Season in Purgatory
- Author: Thomas Keneally
- Language: English
- Genre: Literary fiction
- Publisher: Collins, London
- Publication date: 1976
- Publication place: Australia
- Media type: Print
- Pages: 223 pp
- ISBN: 0002224712
- Preceded by: Gossip from the Forest
- Followed by: A Victim of the Aurora

= Season in Purgatory =

Book by Thomas Keneally

Season in Purgatory (1976) is a novel by Australian author Thomas Keneally.

==Plot outline==
The novel is set during the Second World War on the island of Mus, which lies in the Adriatic Sea. David Pelham is a junior medical officer in the British Army who volunteers for battlefield medical work and is parachuted onto the island along with a number of British officers and servicemen. Their aim is to aid Tito's partisans in fighting the occupying Germans.

==Reception==
Clement Semmler gave a warning to his readers regarding the novel's depictions of surgical operations and finished: "Despite its strong stuff, the novel is, as I have said, immensely readable, more so I believe than any other Thomas Keneally has written to date."

Reviewing the novel in The Canberra Times Sandy Murray noted: "Thomas Keneally possesses in rare degree the capacity of conveying with startling reality the most intimate activities of the varied characters in his novels.

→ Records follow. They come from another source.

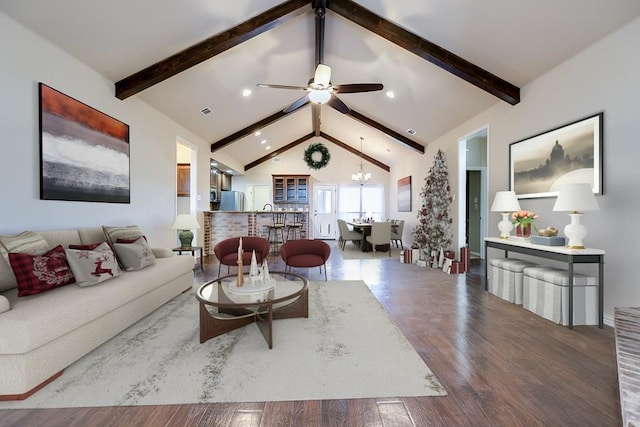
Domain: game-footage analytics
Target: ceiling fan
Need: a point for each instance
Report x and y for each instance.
(320, 88)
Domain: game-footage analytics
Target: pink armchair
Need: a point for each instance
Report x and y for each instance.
(227, 251)
(305, 253)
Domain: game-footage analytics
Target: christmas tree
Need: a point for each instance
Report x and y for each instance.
(433, 231)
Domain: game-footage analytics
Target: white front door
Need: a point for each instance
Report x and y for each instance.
(324, 212)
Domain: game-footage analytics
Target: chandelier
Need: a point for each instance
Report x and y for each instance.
(361, 177)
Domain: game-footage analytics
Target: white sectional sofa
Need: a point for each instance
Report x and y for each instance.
(40, 335)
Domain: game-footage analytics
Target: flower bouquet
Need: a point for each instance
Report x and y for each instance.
(523, 220)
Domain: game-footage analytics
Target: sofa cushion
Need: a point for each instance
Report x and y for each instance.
(27, 242)
(21, 328)
(113, 233)
(134, 255)
(5, 305)
(93, 265)
(39, 273)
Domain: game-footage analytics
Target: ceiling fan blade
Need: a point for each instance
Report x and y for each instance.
(357, 87)
(315, 114)
(281, 86)
(336, 103)
(322, 75)
(297, 104)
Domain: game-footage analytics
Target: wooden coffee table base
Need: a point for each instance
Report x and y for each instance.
(263, 316)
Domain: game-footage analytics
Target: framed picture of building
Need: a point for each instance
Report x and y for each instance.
(572, 153)
(404, 194)
(84, 153)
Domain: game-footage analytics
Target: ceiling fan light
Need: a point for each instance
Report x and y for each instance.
(322, 75)
(319, 96)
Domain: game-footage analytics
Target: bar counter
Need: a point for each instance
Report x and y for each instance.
(220, 225)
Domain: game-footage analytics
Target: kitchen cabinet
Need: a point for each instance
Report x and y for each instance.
(184, 179)
(225, 181)
(291, 189)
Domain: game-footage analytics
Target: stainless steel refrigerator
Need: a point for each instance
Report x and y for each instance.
(231, 201)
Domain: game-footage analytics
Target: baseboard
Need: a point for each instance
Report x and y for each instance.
(23, 396)
(608, 320)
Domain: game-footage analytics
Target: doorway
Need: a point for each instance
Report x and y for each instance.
(473, 188)
(186, 181)
(324, 213)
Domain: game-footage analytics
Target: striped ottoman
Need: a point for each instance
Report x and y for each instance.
(546, 293)
(505, 278)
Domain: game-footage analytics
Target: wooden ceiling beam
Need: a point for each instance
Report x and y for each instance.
(249, 129)
(277, 152)
(354, 151)
(390, 132)
(209, 48)
(427, 50)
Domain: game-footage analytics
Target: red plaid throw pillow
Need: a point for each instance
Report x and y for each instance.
(36, 274)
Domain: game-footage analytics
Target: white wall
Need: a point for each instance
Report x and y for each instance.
(604, 77)
(28, 59)
(341, 165)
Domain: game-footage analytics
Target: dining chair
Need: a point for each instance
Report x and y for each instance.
(396, 232)
(380, 235)
(347, 235)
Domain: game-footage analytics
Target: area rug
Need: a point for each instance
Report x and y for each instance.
(351, 251)
(347, 348)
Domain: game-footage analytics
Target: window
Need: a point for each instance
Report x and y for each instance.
(361, 201)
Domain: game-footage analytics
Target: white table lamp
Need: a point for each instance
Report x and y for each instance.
(185, 222)
(505, 202)
(575, 199)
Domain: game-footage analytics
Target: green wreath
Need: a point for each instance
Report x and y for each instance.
(317, 148)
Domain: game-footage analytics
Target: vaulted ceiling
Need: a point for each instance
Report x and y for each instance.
(444, 61)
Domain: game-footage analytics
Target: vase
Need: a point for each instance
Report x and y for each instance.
(523, 230)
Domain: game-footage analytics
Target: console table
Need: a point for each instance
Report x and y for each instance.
(193, 250)
(558, 253)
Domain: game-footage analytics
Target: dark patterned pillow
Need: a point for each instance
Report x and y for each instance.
(40, 273)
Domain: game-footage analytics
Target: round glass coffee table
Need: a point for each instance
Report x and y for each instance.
(224, 306)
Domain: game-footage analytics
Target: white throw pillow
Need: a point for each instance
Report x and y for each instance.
(4, 304)
(134, 255)
(91, 267)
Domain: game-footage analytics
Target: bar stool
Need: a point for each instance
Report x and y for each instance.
(295, 226)
(277, 227)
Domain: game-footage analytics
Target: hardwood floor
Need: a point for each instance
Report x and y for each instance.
(500, 365)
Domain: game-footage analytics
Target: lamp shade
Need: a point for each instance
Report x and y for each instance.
(576, 198)
(185, 222)
(505, 201)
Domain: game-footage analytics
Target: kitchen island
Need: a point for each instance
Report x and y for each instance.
(221, 225)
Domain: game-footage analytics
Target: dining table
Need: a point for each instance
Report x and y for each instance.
(365, 228)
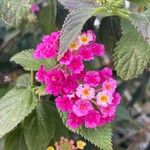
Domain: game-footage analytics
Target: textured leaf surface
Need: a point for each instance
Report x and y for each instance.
(76, 4)
(142, 22)
(109, 32)
(132, 54)
(47, 17)
(23, 81)
(39, 128)
(73, 25)
(100, 136)
(15, 140)
(13, 11)
(26, 60)
(14, 107)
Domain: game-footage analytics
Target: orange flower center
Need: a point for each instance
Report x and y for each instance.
(73, 45)
(108, 86)
(86, 92)
(103, 98)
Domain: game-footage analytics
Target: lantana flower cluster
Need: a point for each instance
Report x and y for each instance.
(88, 98)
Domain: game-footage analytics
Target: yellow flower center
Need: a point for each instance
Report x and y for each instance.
(104, 98)
(81, 144)
(73, 45)
(86, 92)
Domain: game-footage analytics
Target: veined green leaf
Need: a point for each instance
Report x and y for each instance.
(100, 136)
(76, 4)
(13, 11)
(132, 54)
(47, 17)
(23, 81)
(15, 140)
(142, 22)
(14, 107)
(39, 128)
(26, 60)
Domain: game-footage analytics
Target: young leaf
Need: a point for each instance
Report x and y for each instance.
(15, 140)
(23, 81)
(47, 17)
(132, 54)
(142, 22)
(26, 60)
(39, 128)
(141, 2)
(76, 4)
(14, 107)
(13, 11)
(100, 136)
(73, 25)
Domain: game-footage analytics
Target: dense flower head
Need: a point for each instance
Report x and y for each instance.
(88, 98)
(35, 8)
(49, 47)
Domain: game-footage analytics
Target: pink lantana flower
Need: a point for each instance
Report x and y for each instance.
(91, 35)
(85, 92)
(74, 121)
(104, 98)
(108, 111)
(35, 8)
(109, 85)
(69, 84)
(105, 74)
(53, 80)
(64, 103)
(92, 119)
(92, 78)
(97, 49)
(86, 53)
(76, 65)
(40, 74)
(82, 107)
(67, 58)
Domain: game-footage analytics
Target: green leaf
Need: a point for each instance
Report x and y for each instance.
(73, 25)
(15, 140)
(100, 136)
(47, 17)
(26, 60)
(132, 54)
(60, 128)
(142, 22)
(14, 107)
(76, 4)
(141, 2)
(23, 81)
(109, 32)
(13, 11)
(39, 128)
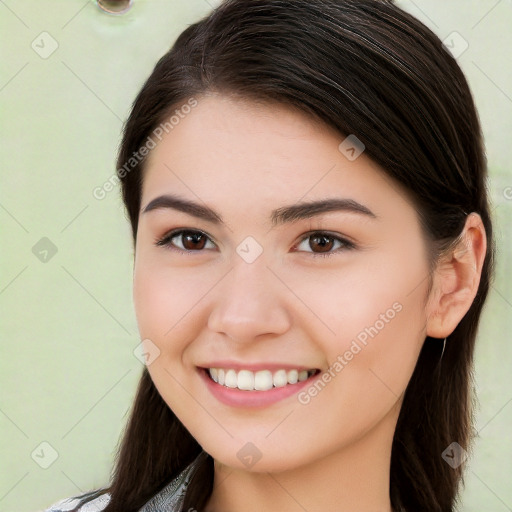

His pathos is quickly shared with the reader." And concluded: "Thomas Keneally has not dodged the factual crudities of a war situation which bears the stamp of truth. His rugged realities serve to set war in the context of waste and madness where the untamed tantrums of human nature enjoy full play."

==See also==
- 1976 in Australian literature

==Notes==
- Dedication: To my brother John Patrick
- Author's note: This mere narrative derives from real events that occurred off the Dalmatian coast in 1943 and 1944. However, the characters - with the exception of Tito himself - are entirely fictional and are not meant to refer, either as regards appearance, behaviour or career, to any officer, doctor or partisan who occupied that place and period.